Autor/es reacciones

Diana A. Díaz Rizzolo

Lecturer in the Department of Health Sciences at the Open University of Catalonia (UOC), member of the NUTRALiSS Nutrition, Food, Health and Sustainability Research Group at the UOC, coordinator of the Lifestyle Working Group of the Spanish Diabetes Society

This is a powerful study that uses data from three large US cohorts, which gives it a lot of robustness. Although it is observational, it is well designed and adjusted for multiple factors, so even though it cannot prove causality due to the nature of the study, its results allow us to consider it a reasonable possibility. Why? Because it addresses a key point that many nutritional epidemiological studies tend to overlook, and this is where bias usually lies: it accurately analyses what foods are consumed when French fries are not consumed.

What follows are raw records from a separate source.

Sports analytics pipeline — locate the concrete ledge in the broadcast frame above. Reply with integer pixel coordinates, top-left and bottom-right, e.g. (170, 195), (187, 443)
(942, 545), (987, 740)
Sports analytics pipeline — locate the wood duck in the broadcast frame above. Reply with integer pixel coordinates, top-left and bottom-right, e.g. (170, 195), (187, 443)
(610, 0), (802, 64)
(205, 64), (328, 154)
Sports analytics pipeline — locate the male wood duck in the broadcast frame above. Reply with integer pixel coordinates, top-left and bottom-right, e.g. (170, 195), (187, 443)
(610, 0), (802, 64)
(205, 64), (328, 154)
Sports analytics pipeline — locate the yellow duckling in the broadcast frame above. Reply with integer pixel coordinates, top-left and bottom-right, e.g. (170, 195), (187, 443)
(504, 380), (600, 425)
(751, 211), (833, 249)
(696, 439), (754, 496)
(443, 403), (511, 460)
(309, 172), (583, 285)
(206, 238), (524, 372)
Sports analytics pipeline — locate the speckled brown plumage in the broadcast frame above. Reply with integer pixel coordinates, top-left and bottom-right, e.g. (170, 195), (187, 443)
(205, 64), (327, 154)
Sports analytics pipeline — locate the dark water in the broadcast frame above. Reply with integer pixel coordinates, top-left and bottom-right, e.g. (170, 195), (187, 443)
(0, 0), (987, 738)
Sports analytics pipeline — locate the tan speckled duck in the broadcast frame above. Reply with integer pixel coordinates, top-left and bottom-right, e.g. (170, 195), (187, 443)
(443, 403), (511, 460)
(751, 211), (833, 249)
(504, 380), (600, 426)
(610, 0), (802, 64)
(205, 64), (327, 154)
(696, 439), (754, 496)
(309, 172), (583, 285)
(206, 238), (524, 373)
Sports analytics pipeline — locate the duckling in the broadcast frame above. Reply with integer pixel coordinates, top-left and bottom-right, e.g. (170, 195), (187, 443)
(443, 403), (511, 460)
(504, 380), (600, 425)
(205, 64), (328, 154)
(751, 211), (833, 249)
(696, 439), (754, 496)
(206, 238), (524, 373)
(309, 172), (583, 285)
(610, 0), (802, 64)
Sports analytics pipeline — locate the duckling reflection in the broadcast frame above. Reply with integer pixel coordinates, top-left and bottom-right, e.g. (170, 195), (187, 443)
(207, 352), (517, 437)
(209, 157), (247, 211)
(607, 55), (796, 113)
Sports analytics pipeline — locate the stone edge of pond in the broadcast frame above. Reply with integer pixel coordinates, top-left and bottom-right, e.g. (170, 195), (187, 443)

This is key, because in nutrition it is not only what we eat that matters, but also what we stop eating when we do so. The replacement food can completely change the impact of a dietary decision, and this overall dietary pattern often has a greater impact on overall health than the contribution of a specific food.

Yes, there is a 20% increase in relative (not absolute) risk when eating chips, but this is not observed for other types of cooking, reinforcing the idea that we should not demonise whole foods without considering how they are prepared, what they are accompanied by or what they are replaced with. In fact, the study shows that replacing them with whole grains can be beneficial, while replacing them with white rice can be even worse for our glycaemic profile, which is actually quite in line with current guidelines.